Bu yaz okuduğum bir diğer kitap, Markus Zusak’ın Köpek Düşleri. Markus Zusak, aynı zamanda benim gerçekten çok ama çok sevdiğim Kitap Hırsızı adlı kitabın da yazarıdır. Daha önce bu kitabı gazetede uzun uzun anlatmıştım. Bu günlerde kitabın filminin yapılıyor olması ve benim eş zamanlı olarak raflarda Köpek Düşleri’ni görmem kitaplar konusunda gerçekten de şanslı bir haftada olduğum hissini kuvvetlendirdi. Köpek Düşleri, aslında Zusak’ın ilk kitabı ama Türkçeye çok uzun yıllar sonra daha yeni çevrilmiş. Başrolde bir ergen var ve kitap da ergen bireylerin yaşama bakış açıları, düşünceleri, aile bireyleriyle, arkadaşlarıyla ilişkilerini, aşklarını, parasızlığın zorluklarını, genç yaşta iş hayatıyla tanışmayı ve daha birçok şeyi anlatıyor. Dili gene sağlam olmasına rağmen Kitap Hırsızı’yla karşılaştırıldığında daha basit, konu da daha sıradan ama hala kendini rahat okutuyor ve sizi sıkmıyor. Zusak karakterle iyi empati kurmuşa benziyor çünkü karakterin kafasındakileri çok net gösterebiliyor bizlere. Bu kitapta beni hayalkırıklığına uğratan tek şey sonu oldu, daha farklı bir sonu olmalıydı sanki. Gene de zamanınızı kesinlikle ayırmalısınız derim.

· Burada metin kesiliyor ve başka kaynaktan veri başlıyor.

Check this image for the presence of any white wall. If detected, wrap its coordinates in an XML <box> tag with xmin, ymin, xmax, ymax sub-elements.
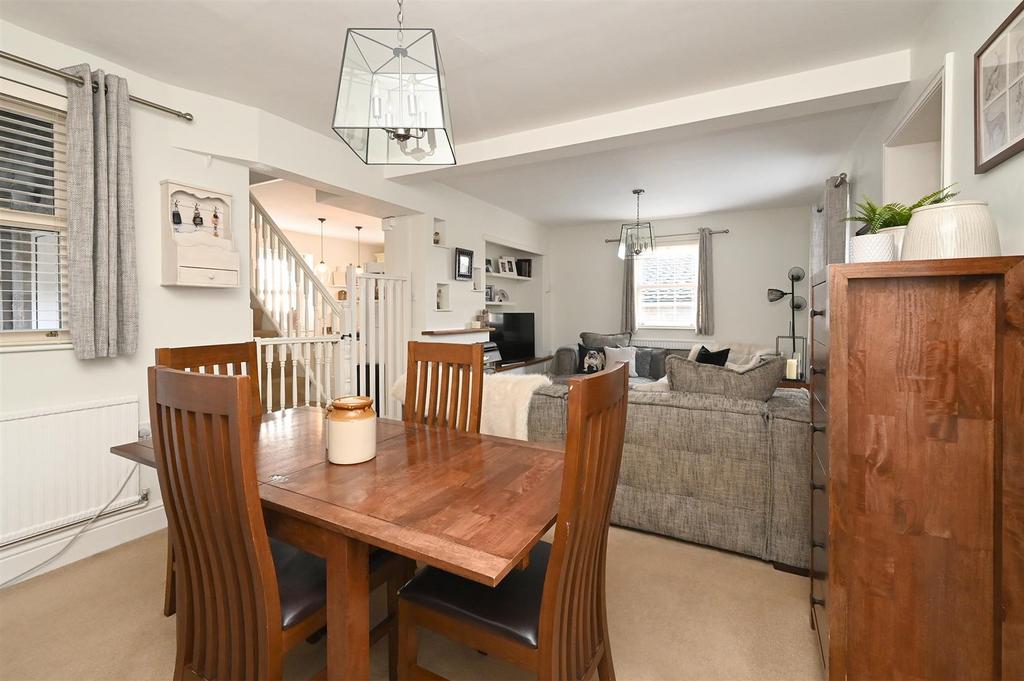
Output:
<box><xmin>280</xmin><ymin>229</ymin><xmax>384</xmax><ymax>272</ymax></box>
<box><xmin>0</xmin><ymin>20</ymin><xmax>545</xmax><ymax>580</ymax></box>
<box><xmin>843</xmin><ymin>0</ymin><xmax>1024</xmax><ymax>255</ymax></box>
<box><xmin>547</xmin><ymin>206</ymin><xmax>811</xmax><ymax>347</ymax></box>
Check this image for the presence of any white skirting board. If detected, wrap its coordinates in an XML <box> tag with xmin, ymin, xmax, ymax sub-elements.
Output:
<box><xmin>0</xmin><ymin>500</ymin><xmax>167</xmax><ymax>586</ymax></box>
<box><xmin>0</xmin><ymin>395</ymin><xmax>142</xmax><ymax>548</ymax></box>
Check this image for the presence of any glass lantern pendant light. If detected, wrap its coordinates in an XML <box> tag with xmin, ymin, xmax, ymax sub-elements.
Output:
<box><xmin>313</xmin><ymin>217</ymin><xmax>331</xmax><ymax>284</ymax></box>
<box><xmin>331</xmin><ymin>0</ymin><xmax>455</xmax><ymax>166</ymax></box>
<box><xmin>618</xmin><ymin>189</ymin><xmax>654</xmax><ymax>260</ymax></box>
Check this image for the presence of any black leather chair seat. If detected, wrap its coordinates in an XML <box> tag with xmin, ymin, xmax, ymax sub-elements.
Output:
<box><xmin>270</xmin><ymin>537</ymin><xmax>388</xmax><ymax>629</ymax></box>
<box><xmin>399</xmin><ymin>542</ymin><xmax>551</xmax><ymax>648</ymax></box>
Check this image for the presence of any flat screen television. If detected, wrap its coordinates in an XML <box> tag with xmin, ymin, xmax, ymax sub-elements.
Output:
<box><xmin>490</xmin><ymin>312</ymin><xmax>535</xmax><ymax>361</ymax></box>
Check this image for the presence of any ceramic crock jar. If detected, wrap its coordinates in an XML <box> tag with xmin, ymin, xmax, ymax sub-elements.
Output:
<box><xmin>327</xmin><ymin>395</ymin><xmax>377</xmax><ymax>464</ymax></box>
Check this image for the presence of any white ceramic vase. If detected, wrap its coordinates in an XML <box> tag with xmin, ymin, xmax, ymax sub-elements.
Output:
<box><xmin>900</xmin><ymin>201</ymin><xmax>999</xmax><ymax>260</ymax></box>
<box><xmin>879</xmin><ymin>224</ymin><xmax>906</xmax><ymax>260</ymax></box>
<box><xmin>850</xmin><ymin>231</ymin><xmax>896</xmax><ymax>262</ymax></box>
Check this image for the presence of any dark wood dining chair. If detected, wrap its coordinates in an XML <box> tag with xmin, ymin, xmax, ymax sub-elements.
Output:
<box><xmin>398</xmin><ymin>365</ymin><xmax>629</xmax><ymax>681</ymax></box>
<box><xmin>157</xmin><ymin>342</ymin><xmax>263</xmax><ymax>616</ymax></box>
<box><xmin>150</xmin><ymin>367</ymin><xmax>404</xmax><ymax>680</ymax></box>
<box><xmin>402</xmin><ymin>341</ymin><xmax>483</xmax><ymax>433</ymax></box>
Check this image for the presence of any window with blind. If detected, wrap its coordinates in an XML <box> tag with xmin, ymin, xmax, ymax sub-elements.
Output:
<box><xmin>0</xmin><ymin>92</ymin><xmax>68</xmax><ymax>342</ymax></box>
<box><xmin>633</xmin><ymin>241</ymin><xmax>698</xmax><ymax>329</ymax></box>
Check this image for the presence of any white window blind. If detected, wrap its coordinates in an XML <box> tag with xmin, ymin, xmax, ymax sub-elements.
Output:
<box><xmin>0</xmin><ymin>93</ymin><xmax>69</xmax><ymax>341</ymax></box>
<box><xmin>633</xmin><ymin>241</ymin><xmax>698</xmax><ymax>329</ymax></box>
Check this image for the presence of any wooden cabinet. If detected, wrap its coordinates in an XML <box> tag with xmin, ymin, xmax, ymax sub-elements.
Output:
<box><xmin>823</xmin><ymin>256</ymin><xmax>1024</xmax><ymax>679</ymax></box>
<box><xmin>807</xmin><ymin>270</ymin><xmax>828</xmax><ymax>670</ymax></box>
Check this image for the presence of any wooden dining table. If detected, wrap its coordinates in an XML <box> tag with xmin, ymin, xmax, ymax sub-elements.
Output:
<box><xmin>111</xmin><ymin>408</ymin><xmax>564</xmax><ymax>680</ymax></box>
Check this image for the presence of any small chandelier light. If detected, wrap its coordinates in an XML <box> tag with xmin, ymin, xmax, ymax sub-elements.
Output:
<box><xmin>618</xmin><ymin>189</ymin><xmax>654</xmax><ymax>260</ymax></box>
<box><xmin>331</xmin><ymin>0</ymin><xmax>455</xmax><ymax>166</ymax></box>
<box><xmin>313</xmin><ymin>217</ymin><xmax>331</xmax><ymax>282</ymax></box>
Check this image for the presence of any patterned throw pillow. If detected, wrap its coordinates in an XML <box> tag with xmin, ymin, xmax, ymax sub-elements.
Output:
<box><xmin>577</xmin><ymin>343</ymin><xmax>604</xmax><ymax>374</ymax></box>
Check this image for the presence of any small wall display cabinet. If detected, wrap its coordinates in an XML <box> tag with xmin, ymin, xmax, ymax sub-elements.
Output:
<box><xmin>160</xmin><ymin>180</ymin><xmax>241</xmax><ymax>288</ymax></box>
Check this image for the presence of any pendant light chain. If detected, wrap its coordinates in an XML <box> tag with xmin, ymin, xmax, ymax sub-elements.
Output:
<box><xmin>396</xmin><ymin>0</ymin><xmax>406</xmax><ymax>47</ymax></box>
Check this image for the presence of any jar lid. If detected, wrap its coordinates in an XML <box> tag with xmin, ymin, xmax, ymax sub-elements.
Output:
<box><xmin>331</xmin><ymin>395</ymin><xmax>374</xmax><ymax>412</ymax></box>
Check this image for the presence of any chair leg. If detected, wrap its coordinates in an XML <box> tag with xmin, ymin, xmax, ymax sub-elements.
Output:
<box><xmin>597</xmin><ymin>634</ymin><xmax>615</xmax><ymax>681</ymax></box>
<box><xmin>387</xmin><ymin>560</ymin><xmax>416</xmax><ymax>681</ymax></box>
<box><xmin>398</xmin><ymin>602</ymin><xmax>419</xmax><ymax>681</ymax></box>
<box><xmin>164</xmin><ymin>537</ymin><xmax>177</xmax><ymax>618</ymax></box>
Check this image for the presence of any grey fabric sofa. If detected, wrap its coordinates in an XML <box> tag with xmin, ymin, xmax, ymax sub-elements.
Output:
<box><xmin>529</xmin><ymin>356</ymin><xmax>811</xmax><ymax>568</ymax></box>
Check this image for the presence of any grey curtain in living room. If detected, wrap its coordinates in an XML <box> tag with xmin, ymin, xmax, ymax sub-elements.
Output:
<box><xmin>696</xmin><ymin>227</ymin><xmax>715</xmax><ymax>336</ymax></box>
<box><xmin>63</xmin><ymin>63</ymin><xmax>138</xmax><ymax>359</ymax></box>
<box><xmin>623</xmin><ymin>258</ymin><xmax>637</xmax><ymax>334</ymax></box>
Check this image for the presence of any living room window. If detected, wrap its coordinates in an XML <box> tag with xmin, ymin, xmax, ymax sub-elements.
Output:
<box><xmin>0</xmin><ymin>92</ymin><xmax>69</xmax><ymax>344</ymax></box>
<box><xmin>633</xmin><ymin>241</ymin><xmax>698</xmax><ymax>329</ymax></box>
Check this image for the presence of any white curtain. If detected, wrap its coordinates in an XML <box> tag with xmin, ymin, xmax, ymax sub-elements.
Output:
<box><xmin>696</xmin><ymin>227</ymin><xmax>715</xmax><ymax>336</ymax></box>
<box><xmin>65</xmin><ymin>63</ymin><xmax>138</xmax><ymax>359</ymax></box>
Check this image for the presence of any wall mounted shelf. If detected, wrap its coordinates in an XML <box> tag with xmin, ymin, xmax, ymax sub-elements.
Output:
<box><xmin>422</xmin><ymin>327</ymin><xmax>497</xmax><ymax>336</ymax></box>
<box><xmin>487</xmin><ymin>272</ymin><xmax>534</xmax><ymax>282</ymax></box>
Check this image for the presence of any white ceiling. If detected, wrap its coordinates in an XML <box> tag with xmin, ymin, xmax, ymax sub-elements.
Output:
<box><xmin>250</xmin><ymin>179</ymin><xmax>384</xmax><ymax>244</ymax></box>
<box><xmin>3</xmin><ymin>0</ymin><xmax>931</xmax><ymax>144</ymax></box>
<box><xmin>443</xmin><ymin>105</ymin><xmax>874</xmax><ymax>225</ymax></box>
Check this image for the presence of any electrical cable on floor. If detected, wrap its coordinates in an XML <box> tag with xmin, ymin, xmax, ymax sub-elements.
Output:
<box><xmin>0</xmin><ymin>464</ymin><xmax>144</xmax><ymax>589</ymax></box>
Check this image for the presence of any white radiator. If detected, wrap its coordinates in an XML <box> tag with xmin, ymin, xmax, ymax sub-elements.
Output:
<box><xmin>0</xmin><ymin>396</ymin><xmax>142</xmax><ymax>547</ymax></box>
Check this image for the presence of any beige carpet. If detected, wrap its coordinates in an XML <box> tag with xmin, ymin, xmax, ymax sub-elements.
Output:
<box><xmin>0</xmin><ymin>527</ymin><xmax>822</xmax><ymax>681</ymax></box>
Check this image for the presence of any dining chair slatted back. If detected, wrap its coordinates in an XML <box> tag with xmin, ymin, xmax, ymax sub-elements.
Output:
<box><xmin>403</xmin><ymin>341</ymin><xmax>483</xmax><ymax>433</ymax></box>
<box><xmin>538</xmin><ymin>365</ymin><xmax>629</xmax><ymax>679</ymax></box>
<box><xmin>157</xmin><ymin>341</ymin><xmax>263</xmax><ymax>420</ymax></box>
<box><xmin>150</xmin><ymin>367</ymin><xmax>282</xmax><ymax>679</ymax></box>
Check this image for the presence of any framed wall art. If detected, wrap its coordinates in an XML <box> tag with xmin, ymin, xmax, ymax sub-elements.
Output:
<box><xmin>974</xmin><ymin>2</ymin><xmax>1024</xmax><ymax>174</ymax></box>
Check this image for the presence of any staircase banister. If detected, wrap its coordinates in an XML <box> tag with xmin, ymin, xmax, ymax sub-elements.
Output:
<box><xmin>249</xmin><ymin>193</ymin><xmax>343</xmax><ymax>317</ymax></box>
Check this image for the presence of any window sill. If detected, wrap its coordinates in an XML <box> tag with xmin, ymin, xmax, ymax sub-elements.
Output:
<box><xmin>0</xmin><ymin>341</ymin><xmax>75</xmax><ymax>354</ymax></box>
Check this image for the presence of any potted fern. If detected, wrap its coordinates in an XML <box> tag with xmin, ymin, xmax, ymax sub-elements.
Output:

Şu sıralar okuduğum kitap ise Samantha Hunt tarafından yazılan Tesla’nın Kutusu. Tesla’nın Kutusu hayli ilginç bir kitap, merakla okuyorsunuz. Tesla’nın başından geçenleri, karakterini, buluşlarını, sorunlarını kısaca Tesla’yla ilgili pek çok şeyi öğreneceksiniz bu kitap sayesinde. Biyografi değil bir roman bu kitap. İç içe geçmiş bir şekilde hikayeleri anlatılan diğer karakterler de var, radyoya tutkun bir genç kadın ve onun babası diğer temel karakterlerden.Bunun yanında bazı yan karakterler de mevcut. Tesla, her şeyiyle ilginç bir insan ve yaşadıkları da bir o kadar ilgi çekici. Bu kitabı okurken sıkılacağınızı zannetmiyorum, her sayfada bir sonraki sayfa içinizde merak uyandırıyor. Tesla’yı ele almaktaki başarısının yanında, romana yedirdiği diğer öyküleri de benzer güzellikte anlatıyor yazar. İnce bir kitap değil, 400ü aşkın sayfası var. Ben daha yüzlerdeyim ancak anlatılanlar o kadar değişik ki hızlı bir şekilde ilerliyorum. Sizi çeken hayatlar ve Nikola Tesla ile ilgili hafızanıza katabileceğiniz bir sürü şey vaat ediyor Tesla’nın Kutusu. Edison gibileri de cabası!